Mimari Tasarlamada Görselin Hegemonyasına Karşı Çok-Duyulu Bir Yaklaşım

 

Gelişen teknoloji, kolaylaşan görsel bilgi üretimi, gittikçe artan sayıda temsil ve paylaşım ortamları, görsel bilginin merkezde olduğu kuramsal ve pratik üretimleri artırmakta; görme odaklı düşünme ve temsil ortamlarındaki bu artış ve gelişme, insanların alışkanlıklarını, davranma, düşünme ve algılama biçimlerini de etkilemekte ve değiştirmektedir. Psikologlar, sosyologlar ve antropologlar gibi farklı disiplinlerden araştırmacıların bir araya gelerek yürüttükleri, görme, görsel bilgi, görsel algının nasıl yönlendiği ile ilgili araştırmalar ve bu durumu destekler niteliktedir. Genellikle, gündelik hayatın içerisinde fark edemediğimiz ve pek de üzerine düşünmediğimiz bu durum, mimarlık gibi düşünmenin ve üretmenin görsel ağırlıklı olduğu bir disiplinde, görselin baskınlığı sonucu mekânın diğer yanları göz ardı edilmekte ve bunun sonucunda mekânsal deneyim dar sınırlar içerisinde kalabilmektedir. Mimaride görselin hâkimiyeti üzerine düşünüldüğünde, tasarımın estetik kaygılardan daha fazlası olduğu, fiziksel ve zihinsel pek çok katkısının olduğu sonucuna varılabilir. Son yıllarda mimarlar ve tasarımcılar diğer duyuları, yani ses, dokunma, koku ve bazı durumlarda tat duyusunu tasarıma dahil etmeyi artırsalar dahi, bilişsel sinirbilim alanından ortaya çıkan, insan zihninin çok-duyulu doğası muğlaklığını korumaktadır.
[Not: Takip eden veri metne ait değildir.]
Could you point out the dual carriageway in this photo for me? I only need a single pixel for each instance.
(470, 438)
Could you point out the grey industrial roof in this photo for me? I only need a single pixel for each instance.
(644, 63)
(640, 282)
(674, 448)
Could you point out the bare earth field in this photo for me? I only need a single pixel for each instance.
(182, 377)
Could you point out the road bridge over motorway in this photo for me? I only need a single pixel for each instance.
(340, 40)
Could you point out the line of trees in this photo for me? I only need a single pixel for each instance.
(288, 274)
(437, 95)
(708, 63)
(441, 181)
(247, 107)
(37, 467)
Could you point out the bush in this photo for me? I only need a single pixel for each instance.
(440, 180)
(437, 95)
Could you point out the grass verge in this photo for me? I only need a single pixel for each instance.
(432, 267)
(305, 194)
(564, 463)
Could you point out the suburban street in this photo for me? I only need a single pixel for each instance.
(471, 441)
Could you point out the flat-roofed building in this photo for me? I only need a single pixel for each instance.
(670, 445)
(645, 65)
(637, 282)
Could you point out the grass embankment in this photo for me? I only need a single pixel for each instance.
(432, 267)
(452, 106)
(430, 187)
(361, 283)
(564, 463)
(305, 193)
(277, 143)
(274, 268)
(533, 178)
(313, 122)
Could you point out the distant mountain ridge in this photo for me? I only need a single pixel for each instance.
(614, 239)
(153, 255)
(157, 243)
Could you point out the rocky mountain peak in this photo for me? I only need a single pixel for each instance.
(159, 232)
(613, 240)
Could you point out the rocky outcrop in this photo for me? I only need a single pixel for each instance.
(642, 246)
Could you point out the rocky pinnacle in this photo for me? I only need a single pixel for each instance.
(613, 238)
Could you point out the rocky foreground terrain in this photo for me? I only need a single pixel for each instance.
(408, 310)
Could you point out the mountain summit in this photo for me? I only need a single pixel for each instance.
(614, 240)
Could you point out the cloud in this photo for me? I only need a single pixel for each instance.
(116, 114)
Duyusal bağlamda zenginleştirilmiş, duyusal farkındalığın tasarlama esnasındaki kararlara etki edebildiği tasarımlar ile herkes için daha fazla deneyim sunan mekânsal üretimler aracılığıyla insan zihninin çok-duyulu zihinsel yapısını harekete geçirmek mümkündür. Bu çalışmada ise, hem tekil olarak ele alındığında hem de, daha önemlisi, çoklu olarak incelendiğinde duyu-mimari tasarım etkileşiminin bir özeti sunulmaktadır.